The near-capacity crowd sang and danced along to songs taken from a dynamic 20-year career. Petty, dressed in his trademark black-velvet jersey coat, slung his guitar low and sauntered across the stage while the rest of the Heartbreakers - drummer Steve Ferrone, bassist Howie Epstein, keyboardist Benmont Tench, harmonica huffer Scott Thurston and guitarist Mike Campbell - backed him up during an exciting 2½-hour set.

The stage was a shrine as candles flickered their illuminating rays during song-gap blackouts between hits such as "You Don't Know How It Feels" and "You Wreck Me."

The psychedelic southern twang of the older "Don't Come Around Here No More" and "I Won't Back Down" drew screams of approval while kids and parents chanted along to the nostalgic works.

Campbell was at his best, though he did look like a harried Bob Geldoff, and molded solo after solo during the songs' sharp mixes. Some reverb did bounce off the steel ceiling grids and the mix slopped up at first, but fans took no heed and focused on the stage.

Petty shifted from acoustic to electric guitar with each song. During one of his acoustic moods, he strummed out the clean, mellow introduction to "Free Fallin.' " Then with the spontaneity of a hyperactive child, Petty boyishly plowed into a brand-new, electric, hyper-jangle song called "Driving Down to Georgia." The spiraling guitars and double-time rhythms framed Petty's spoken guided tour through the peach orchards of the south.

An acoustic set included Ferrone tapping out beats on a mounted tambourine while Campbell and the boys strummed or plinked out intricate harmonies and backups.

Spot and strobe lights were mounted on movable columns that rose and dropped during the songs. With the candle flames tossing animated shadows on the bed-sheet backdrop, Petty dedicated a touching rendition of "Learning To Fly" to the late Grateful Dead founder, Jerry Garcia. "The Waiting" from the album "Hard Promises" took on new life as an acoustic tune while Petty strutted the stage and playfully sneered at the front row. The back-porch country music of "Drug-related Love Song" capped Petty's humor before the band stomped into the emotional "It's Good to Be King."

The 1979 hit "Refugee" took the center by storm. While some of the younger fans didn't recognize the power-chord introduction, older Petty veterans latched on every word and note. The punky "Runnin' Down a Dream" ended the set.

The encore featured the bottom heavy "Honey Bee" and "American Girl." Petty's finale was a gentile lullaby - "Goodnight Baby."

For those who missed opening act Pete Droge - shame, shame.
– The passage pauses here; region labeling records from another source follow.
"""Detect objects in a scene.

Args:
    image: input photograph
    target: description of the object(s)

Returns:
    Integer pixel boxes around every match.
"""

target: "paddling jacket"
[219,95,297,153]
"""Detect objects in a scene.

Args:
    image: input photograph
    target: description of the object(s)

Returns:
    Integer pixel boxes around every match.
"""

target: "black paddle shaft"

Though Droge sounded a lot like Petty during the early years, he and his band, the Perpetual Sinners, cranked out some good and rootsy blues-rock.

"Northern Bound Train," "Sunspot Stopwatch," taken from his debut album "Necktie Second," and the playful "Happy Just to Be Your Man" - a song which the crowd suggested he subtitle "Wolfgang Amadeus Volkswagen" - displayed Droge's love for the blues with an underground twist.

The sassy "If You Don't Love Me, I'll Kill Myself" from the "Dumb & Dumber" soundtrack ended Droge's set to a standing ovation.